Although quite a few other EU countries are even smaller than Scotland, smallness isn’t a virtue in itself.

August 6, 2014

A banner in Scotland promoting a yes vote on a referendum that would make Scotland Independent. (Credit: DrimaFilm - Shutterstock.com)

Independence-seeking Scotsmen can comfort themselves that the EU is a collection of 28 states. Several of them are smaller than Scotland is, both geographically and in terms of its population size.

Upon closer examination, however, the example of other small states within the EU is less inspiring. With a population of 5.3 million and area of 79,000 square kilometers, Scotland would be smaller than all but nine EU countries by population — although it would rank 15th by area. That puts it just ahead of Portugal and Austria.

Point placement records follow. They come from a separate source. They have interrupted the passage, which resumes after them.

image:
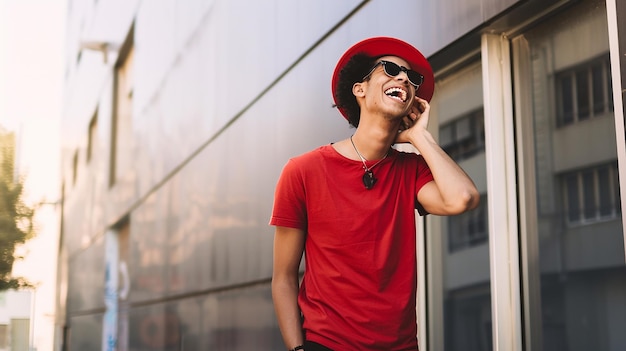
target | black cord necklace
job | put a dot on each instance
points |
(368, 177)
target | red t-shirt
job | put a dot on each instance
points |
(359, 285)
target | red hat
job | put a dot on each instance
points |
(385, 46)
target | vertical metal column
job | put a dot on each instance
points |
(616, 18)
(501, 185)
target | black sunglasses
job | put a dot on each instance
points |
(391, 69)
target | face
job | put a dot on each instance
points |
(391, 96)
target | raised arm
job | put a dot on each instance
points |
(452, 191)
(288, 249)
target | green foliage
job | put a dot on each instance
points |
(16, 218)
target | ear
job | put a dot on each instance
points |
(358, 89)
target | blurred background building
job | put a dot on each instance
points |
(179, 115)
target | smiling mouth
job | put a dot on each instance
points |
(396, 93)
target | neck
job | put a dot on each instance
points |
(373, 142)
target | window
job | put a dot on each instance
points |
(468, 229)
(75, 167)
(91, 137)
(121, 135)
(464, 137)
(4, 336)
(584, 92)
(591, 195)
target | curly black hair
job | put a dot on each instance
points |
(353, 72)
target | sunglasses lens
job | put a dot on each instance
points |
(391, 68)
(415, 78)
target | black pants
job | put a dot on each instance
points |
(313, 346)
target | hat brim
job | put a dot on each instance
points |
(386, 46)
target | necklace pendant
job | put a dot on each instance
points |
(369, 180)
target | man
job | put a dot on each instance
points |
(350, 206)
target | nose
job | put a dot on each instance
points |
(403, 77)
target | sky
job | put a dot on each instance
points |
(32, 47)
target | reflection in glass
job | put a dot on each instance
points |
(582, 281)
(464, 252)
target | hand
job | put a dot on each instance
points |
(415, 121)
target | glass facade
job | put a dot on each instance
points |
(578, 242)
(463, 253)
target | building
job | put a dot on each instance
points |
(179, 116)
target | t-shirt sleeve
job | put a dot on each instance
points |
(289, 199)
(423, 177)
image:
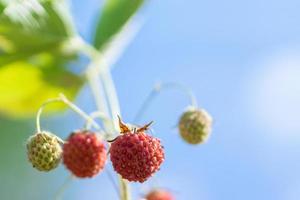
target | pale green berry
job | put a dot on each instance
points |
(195, 126)
(44, 151)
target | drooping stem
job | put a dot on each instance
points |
(157, 90)
(62, 98)
(124, 189)
(62, 189)
(39, 113)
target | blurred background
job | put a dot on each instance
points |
(242, 60)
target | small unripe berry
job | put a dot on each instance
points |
(84, 154)
(195, 126)
(44, 151)
(159, 195)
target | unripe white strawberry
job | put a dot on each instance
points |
(44, 151)
(195, 126)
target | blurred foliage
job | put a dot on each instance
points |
(32, 58)
(115, 15)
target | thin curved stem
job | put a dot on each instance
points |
(62, 98)
(157, 90)
(112, 96)
(99, 78)
(99, 115)
(39, 113)
(124, 189)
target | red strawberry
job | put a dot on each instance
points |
(136, 155)
(159, 195)
(84, 154)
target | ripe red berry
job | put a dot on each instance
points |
(195, 126)
(159, 195)
(84, 154)
(136, 156)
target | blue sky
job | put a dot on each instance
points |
(242, 59)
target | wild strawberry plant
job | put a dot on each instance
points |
(38, 41)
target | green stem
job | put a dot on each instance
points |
(124, 189)
(99, 77)
(62, 189)
(62, 98)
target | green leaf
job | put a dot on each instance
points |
(114, 16)
(30, 27)
(33, 57)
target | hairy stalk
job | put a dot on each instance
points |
(99, 78)
(157, 90)
(62, 98)
(65, 185)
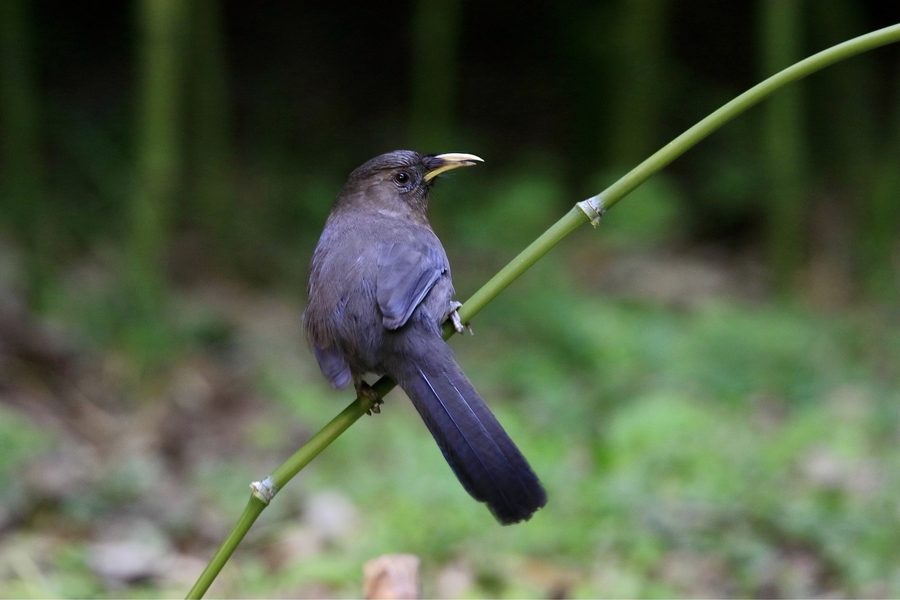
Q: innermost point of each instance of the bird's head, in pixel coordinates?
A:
(399, 181)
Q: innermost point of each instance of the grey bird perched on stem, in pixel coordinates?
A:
(379, 290)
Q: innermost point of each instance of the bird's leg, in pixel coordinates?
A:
(453, 315)
(364, 390)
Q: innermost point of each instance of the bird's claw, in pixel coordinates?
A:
(364, 390)
(458, 325)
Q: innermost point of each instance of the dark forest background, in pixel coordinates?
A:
(708, 382)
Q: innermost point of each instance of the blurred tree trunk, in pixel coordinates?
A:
(783, 135)
(844, 151)
(637, 90)
(210, 144)
(25, 200)
(880, 219)
(158, 151)
(435, 37)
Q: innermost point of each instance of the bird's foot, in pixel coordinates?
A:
(456, 321)
(364, 390)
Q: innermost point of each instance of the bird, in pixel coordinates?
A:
(379, 292)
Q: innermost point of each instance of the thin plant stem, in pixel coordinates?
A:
(587, 211)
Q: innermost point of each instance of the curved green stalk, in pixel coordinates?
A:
(588, 211)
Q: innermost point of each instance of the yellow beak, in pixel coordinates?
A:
(452, 160)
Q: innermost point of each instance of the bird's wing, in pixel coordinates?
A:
(406, 273)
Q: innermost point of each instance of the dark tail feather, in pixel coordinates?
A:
(484, 458)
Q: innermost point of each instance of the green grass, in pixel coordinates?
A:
(724, 449)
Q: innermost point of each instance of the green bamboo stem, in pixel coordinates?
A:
(581, 213)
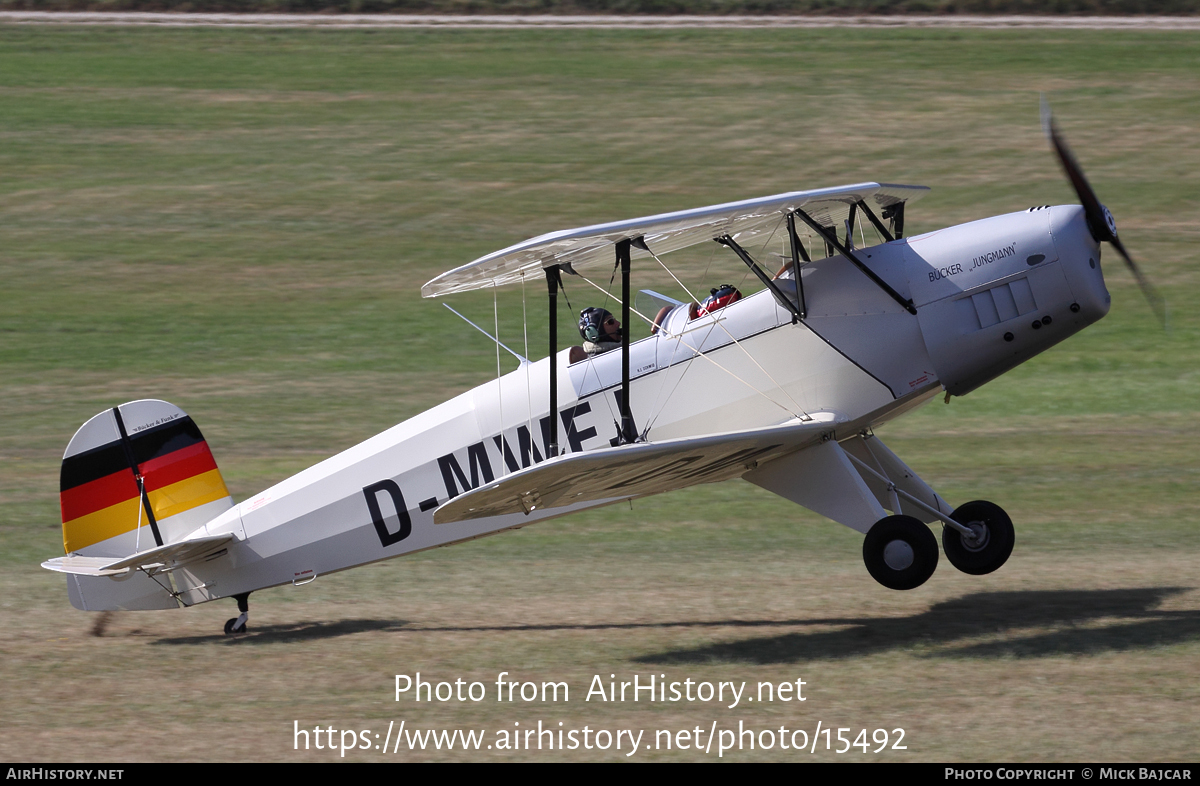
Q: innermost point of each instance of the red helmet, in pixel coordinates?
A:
(720, 297)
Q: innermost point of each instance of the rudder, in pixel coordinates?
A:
(106, 513)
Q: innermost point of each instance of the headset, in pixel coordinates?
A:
(592, 322)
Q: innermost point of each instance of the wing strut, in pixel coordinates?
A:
(797, 249)
(725, 240)
(832, 239)
(553, 281)
(876, 222)
(628, 432)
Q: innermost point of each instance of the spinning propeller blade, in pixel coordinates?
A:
(1099, 220)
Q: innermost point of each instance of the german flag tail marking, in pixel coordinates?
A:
(136, 477)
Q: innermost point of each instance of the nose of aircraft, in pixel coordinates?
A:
(1099, 220)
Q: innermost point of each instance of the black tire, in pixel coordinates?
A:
(900, 552)
(994, 544)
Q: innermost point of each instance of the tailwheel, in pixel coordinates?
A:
(900, 552)
(990, 543)
(238, 624)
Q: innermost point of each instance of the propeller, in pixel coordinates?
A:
(1099, 220)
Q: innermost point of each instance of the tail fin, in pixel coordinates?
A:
(136, 477)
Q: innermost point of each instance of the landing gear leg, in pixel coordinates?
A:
(238, 624)
(900, 552)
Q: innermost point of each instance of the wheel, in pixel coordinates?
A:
(900, 552)
(991, 544)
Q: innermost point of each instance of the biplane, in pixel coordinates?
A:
(783, 388)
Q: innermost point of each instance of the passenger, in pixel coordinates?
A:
(718, 299)
(600, 331)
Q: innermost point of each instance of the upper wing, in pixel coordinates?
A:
(634, 471)
(153, 559)
(667, 232)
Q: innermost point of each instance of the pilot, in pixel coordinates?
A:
(600, 331)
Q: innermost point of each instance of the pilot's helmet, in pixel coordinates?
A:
(592, 322)
(720, 297)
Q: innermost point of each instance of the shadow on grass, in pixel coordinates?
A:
(292, 633)
(1077, 619)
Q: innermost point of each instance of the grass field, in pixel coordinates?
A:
(239, 222)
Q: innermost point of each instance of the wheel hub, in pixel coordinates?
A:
(898, 555)
(979, 537)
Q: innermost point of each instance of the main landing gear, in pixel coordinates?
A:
(238, 624)
(901, 552)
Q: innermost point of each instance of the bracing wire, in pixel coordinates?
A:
(525, 327)
(767, 373)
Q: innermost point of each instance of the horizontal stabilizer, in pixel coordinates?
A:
(154, 559)
(634, 471)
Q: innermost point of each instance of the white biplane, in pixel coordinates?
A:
(844, 337)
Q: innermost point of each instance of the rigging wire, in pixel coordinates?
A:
(717, 323)
(525, 327)
(499, 384)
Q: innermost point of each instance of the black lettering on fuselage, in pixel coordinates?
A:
(451, 471)
(377, 517)
(574, 436)
(526, 447)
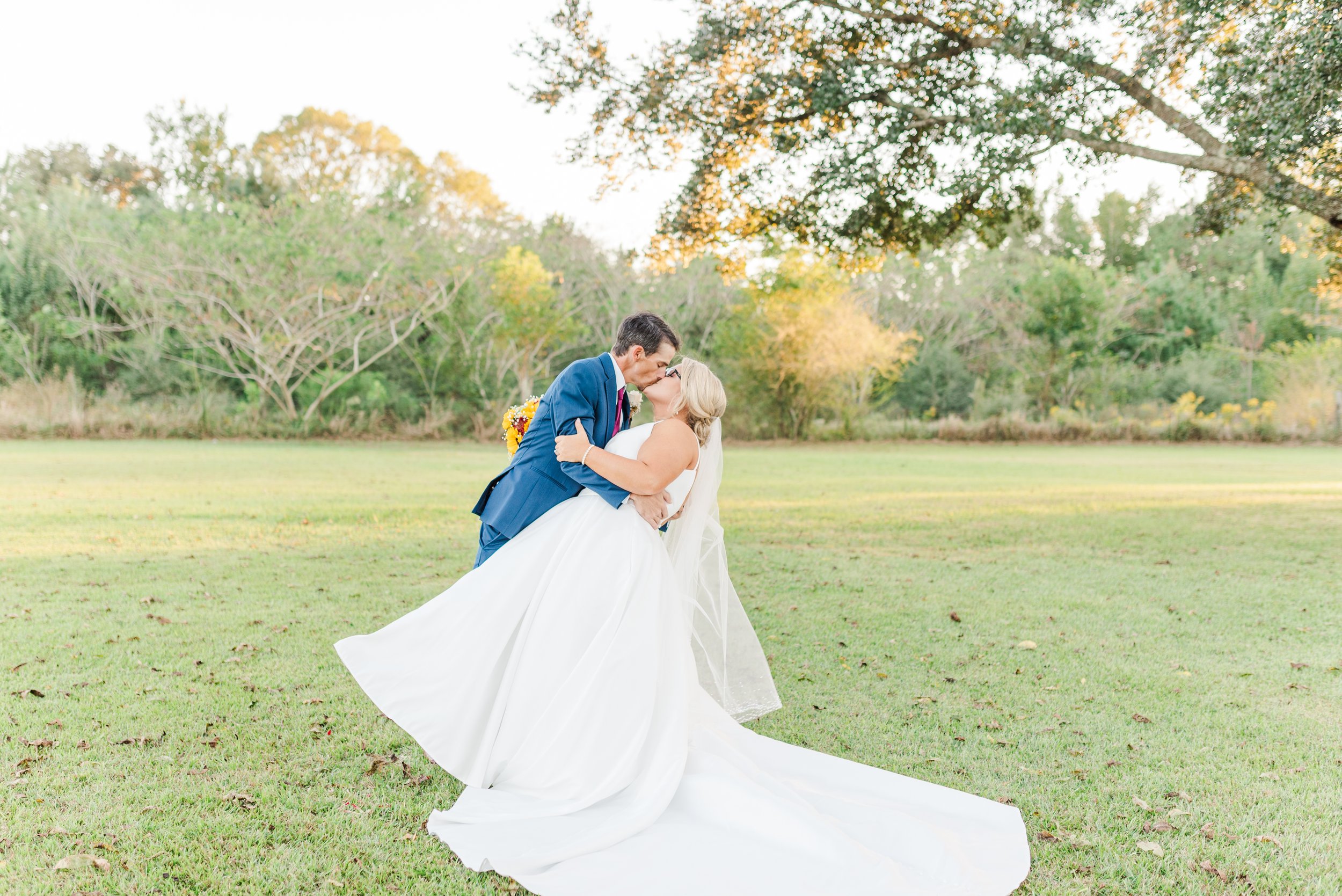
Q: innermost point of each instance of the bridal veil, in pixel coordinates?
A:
(731, 663)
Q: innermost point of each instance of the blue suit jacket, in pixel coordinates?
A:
(535, 480)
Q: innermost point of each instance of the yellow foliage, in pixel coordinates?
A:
(819, 346)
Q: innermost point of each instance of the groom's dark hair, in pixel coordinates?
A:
(645, 329)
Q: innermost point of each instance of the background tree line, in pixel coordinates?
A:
(324, 279)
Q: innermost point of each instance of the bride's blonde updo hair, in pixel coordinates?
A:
(702, 395)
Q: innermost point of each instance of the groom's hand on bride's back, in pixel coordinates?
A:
(653, 509)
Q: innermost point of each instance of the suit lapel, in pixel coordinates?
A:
(607, 402)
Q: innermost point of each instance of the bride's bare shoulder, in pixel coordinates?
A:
(674, 428)
(673, 431)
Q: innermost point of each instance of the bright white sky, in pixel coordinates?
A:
(439, 74)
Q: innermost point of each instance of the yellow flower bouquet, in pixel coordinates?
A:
(516, 421)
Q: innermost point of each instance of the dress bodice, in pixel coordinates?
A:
(627, 445)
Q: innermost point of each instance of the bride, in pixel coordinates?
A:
(588, 684)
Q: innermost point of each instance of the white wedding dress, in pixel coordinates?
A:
(557, 682)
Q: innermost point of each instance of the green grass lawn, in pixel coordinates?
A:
(168, 611)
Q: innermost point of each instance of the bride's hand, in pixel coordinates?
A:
(571, 448)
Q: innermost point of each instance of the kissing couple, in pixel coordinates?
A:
(588, 680)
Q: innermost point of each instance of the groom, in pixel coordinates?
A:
(589, 391)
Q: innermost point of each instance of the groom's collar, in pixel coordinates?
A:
(619, 375)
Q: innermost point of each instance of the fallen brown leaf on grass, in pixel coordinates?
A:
(82, 860)
(245, 801)
(377, 763)
(143, 741)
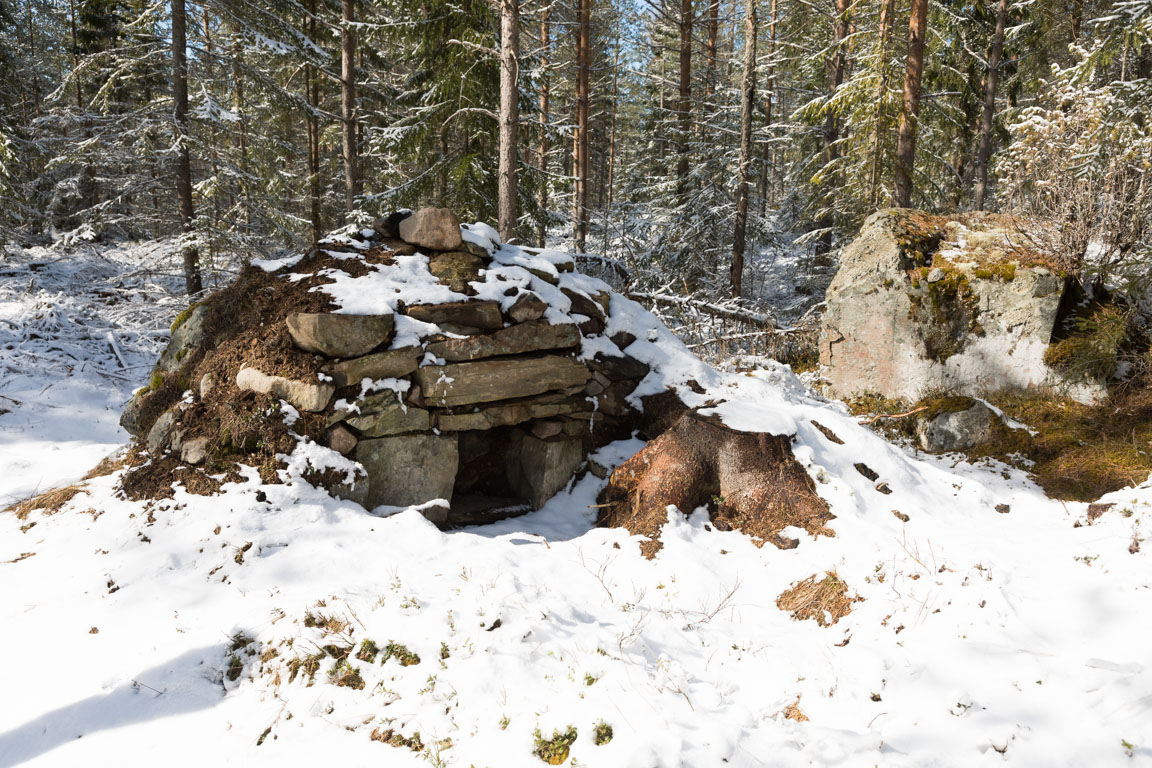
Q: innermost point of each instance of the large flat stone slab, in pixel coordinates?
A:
(384, 415)
(408, 470)
(486, 381)
(533, 336)
(392, 364)
(339, 335)
(304, 395)
(477, 316)
(436, 228)
(455, 270)
(508, 413)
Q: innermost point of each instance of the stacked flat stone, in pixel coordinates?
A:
(498, 392)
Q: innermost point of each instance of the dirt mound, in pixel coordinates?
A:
(749, 481)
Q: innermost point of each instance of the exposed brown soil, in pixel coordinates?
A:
(826, 600)
(244, 326)
(749, 481)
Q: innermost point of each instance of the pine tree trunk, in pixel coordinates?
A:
(748, 98)
(770, 89)
(612, 123)
(509, 116)
(581, 147)
(237, 105)
(710, 83)
(909, 109)
(545, 93)
(312, 94)
(836, 67)
(990, 106)
(192, 281)
(881, 129)
(348, 101)
(684, 104)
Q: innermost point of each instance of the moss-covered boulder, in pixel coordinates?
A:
(953, 304)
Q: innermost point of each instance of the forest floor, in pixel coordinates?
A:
(272, 624)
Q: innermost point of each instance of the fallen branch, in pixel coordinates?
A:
(893, 416)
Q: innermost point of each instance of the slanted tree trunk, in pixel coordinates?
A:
(237, 105)
(747, 99)
(768, 93)
(612, 124)
(545, 94)
(312, 96)
(581, 139)
(710, 83)
(881, 89)
(192, 280)
(909, 109)
(348, 101)
(836, 67)
(750, 481)
(684, 103)
(990, 106)
(509, 118)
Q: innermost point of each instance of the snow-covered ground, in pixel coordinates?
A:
(982, 637)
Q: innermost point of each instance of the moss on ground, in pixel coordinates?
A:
(1094, 347)
(1080, 451)
(182, 318)
(554, 751)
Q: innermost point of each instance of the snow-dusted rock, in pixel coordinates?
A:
(455, 270)
(460, 317)
(485, 381)
(304, 395)
(434, 228)
(340, 335)
(950, 431)
(384, 415)
(923, 303)
(514, 340)
(389, 364)
(527, 308)
(408, 470)
(509, 413)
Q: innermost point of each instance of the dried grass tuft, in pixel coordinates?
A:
(48, 502)
(825, 601)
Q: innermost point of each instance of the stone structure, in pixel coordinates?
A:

However, with the exception of Luxembourg, a banking center and something of a “teacher’s pet” for the EU (which also sports its highest living standards), the economies of countries smaller than Scotland are mostly not a pretty sight.

Croatia is in an almost permanent recession, while Cyprus, Ireland and Slovenia have been subjected to banking bailouts.

Admittedly, Malta and the Baltic states are in reasonable shape, but Estonia and Latvia, at least, have very different approaches to economic management from the Scottish model.

Estonia runs a budget deficit of only 0.2% of its GDP, compared to Scotland’s estimated deficit of 8.3% of GDP in 2013, which even includes a geographical share of North Sea oil revenues. Without these oil revenues, Scotland’s budget deficit would have been 14% of GDP.

In the medium term, oil and public policy are the major weaknesses in Scotland’s position. From the oil perspective, Scotland would have done much better to vote for independence in the 1970s.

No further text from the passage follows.